Why? Sorry to be negative but they can’t hope to see results here. I think it’s also reflective of a wider trend. Budgets across the technology industry are up, and funds are being poured into emerging tech; AI, data science, blockchain etc. Who is the driving force behind that increase in spending? Is it a board helping their technology department get their house in order after a period of rapid growth where the tech stack has been treated like a western frontier? Or is it a technology leader encouraging the executive board to invest, preying on FOMO? If it is I worry that the trust (which is so key to the CIO as that role shifts to an advisory post) will be severely undermined. Building a data machine at scale can take two years, with little sign of ROI. How likely is a CEO to provide the financial and political backing if their fingers have been burnt? Tech leaders shouldn’t be caught with their hands in the corporate cookie jar.

  1. AI can save the British summer time.

I’m sure it hasn’t escaped your attention but the weather has been frankly shit. If I was going to Glastonbury I’d be starting to seriously worry.

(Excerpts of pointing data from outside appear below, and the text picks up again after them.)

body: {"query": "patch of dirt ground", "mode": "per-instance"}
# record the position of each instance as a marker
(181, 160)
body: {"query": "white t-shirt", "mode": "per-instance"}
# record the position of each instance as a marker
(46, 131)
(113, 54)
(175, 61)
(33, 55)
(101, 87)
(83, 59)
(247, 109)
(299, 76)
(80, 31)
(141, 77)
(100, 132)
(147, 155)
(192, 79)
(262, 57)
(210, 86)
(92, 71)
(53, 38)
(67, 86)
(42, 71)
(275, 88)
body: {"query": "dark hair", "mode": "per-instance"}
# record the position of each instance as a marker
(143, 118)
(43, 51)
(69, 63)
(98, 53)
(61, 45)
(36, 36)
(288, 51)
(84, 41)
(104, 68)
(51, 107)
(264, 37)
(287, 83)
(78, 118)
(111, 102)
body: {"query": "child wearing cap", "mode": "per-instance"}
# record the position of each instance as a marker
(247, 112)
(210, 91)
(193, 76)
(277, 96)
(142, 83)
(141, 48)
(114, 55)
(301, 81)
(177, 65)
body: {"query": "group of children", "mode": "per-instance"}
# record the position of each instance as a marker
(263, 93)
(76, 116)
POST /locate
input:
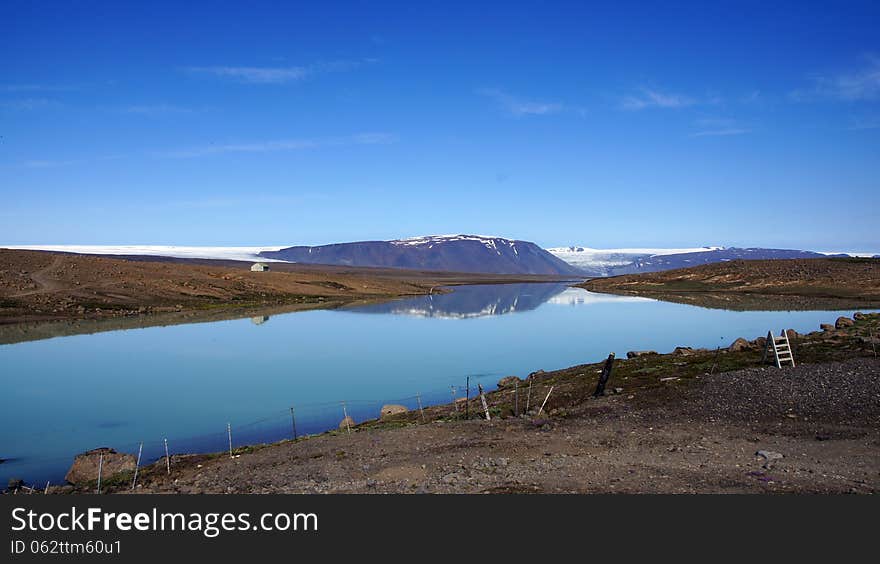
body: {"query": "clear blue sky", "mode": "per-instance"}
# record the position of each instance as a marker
(611, 124)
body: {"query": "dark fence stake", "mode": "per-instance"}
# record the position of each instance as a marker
(516, 399)
(467, 399)
(606, 374)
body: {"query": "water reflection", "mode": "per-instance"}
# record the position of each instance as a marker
(475, 301)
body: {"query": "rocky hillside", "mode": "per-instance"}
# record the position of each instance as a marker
(853, 282)
(451, 253)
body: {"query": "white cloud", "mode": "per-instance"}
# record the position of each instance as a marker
(254, 75)
(153, 110)
(861, 85)
(281, 145)
(649, 98)
(28, 104)
(518, 107)
(719, 127)
(277, 75)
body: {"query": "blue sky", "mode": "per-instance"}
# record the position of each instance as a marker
(607, 124)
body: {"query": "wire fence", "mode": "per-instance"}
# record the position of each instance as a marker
(298, 421)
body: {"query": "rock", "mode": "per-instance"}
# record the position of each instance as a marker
(635, 354)
(346, 423)
(508, 381)
(389, 410)
(769, 457)
(85, 466)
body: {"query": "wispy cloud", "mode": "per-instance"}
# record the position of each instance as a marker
(864, 123)
(55, 163)
(280, 145)
(860, 85)
(519, 107)
(276, 75)
(254, 75)
(28, 104)
(36, 88)
(649, 98)
(719, 127)
(153, 110)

Low pressure grips the UK and our summer seems stuck in a negative funk. That’s less than ideal if you run a partially outdoor festival like CogX spread across several sites. I’m sure several smaller events were also struggling for attendee numbers due to the endless rain.

But my impression is the enthusiasm for tech and collaboration shone through the grey clouds. There will be a few technologists and enthusiasts sporting a summer cold but they battled on to hear what peers are working on.

One theme which came through loud and clear was the role tech can play in helping our fragile environment. I’ve seen several examples of tech being applied to the health and management of coral reefs, but CogX also discussed how key AI initiatives to reduce our carbon footprint and manage environmental issues are. Sure, AI seems to be the answer to all our problems at the moment, but wider society seems to finally be alive to the situation we find ourselves on. The planet is on the edge. The momentum created by the extinction rebellion, the green surge in pan-Eurupean polls, and coming from the stages of global conferences and forums can’t be allowed to fizzle out. If we stand-by and let that happen a little rain will be the least of our worries.

So that’s been my London Tech Week. I’d love to hear from you with your own take on the events of the last five days. Looking at Twitter it seems 5G and VR were also topics getting plenty of air-time. What has struck me is that this no longer feels fringe. Tech is front and centre, and the leaders of the technology industry are the most powerful voices in society. I hope you found them as authentic and engaging as I did!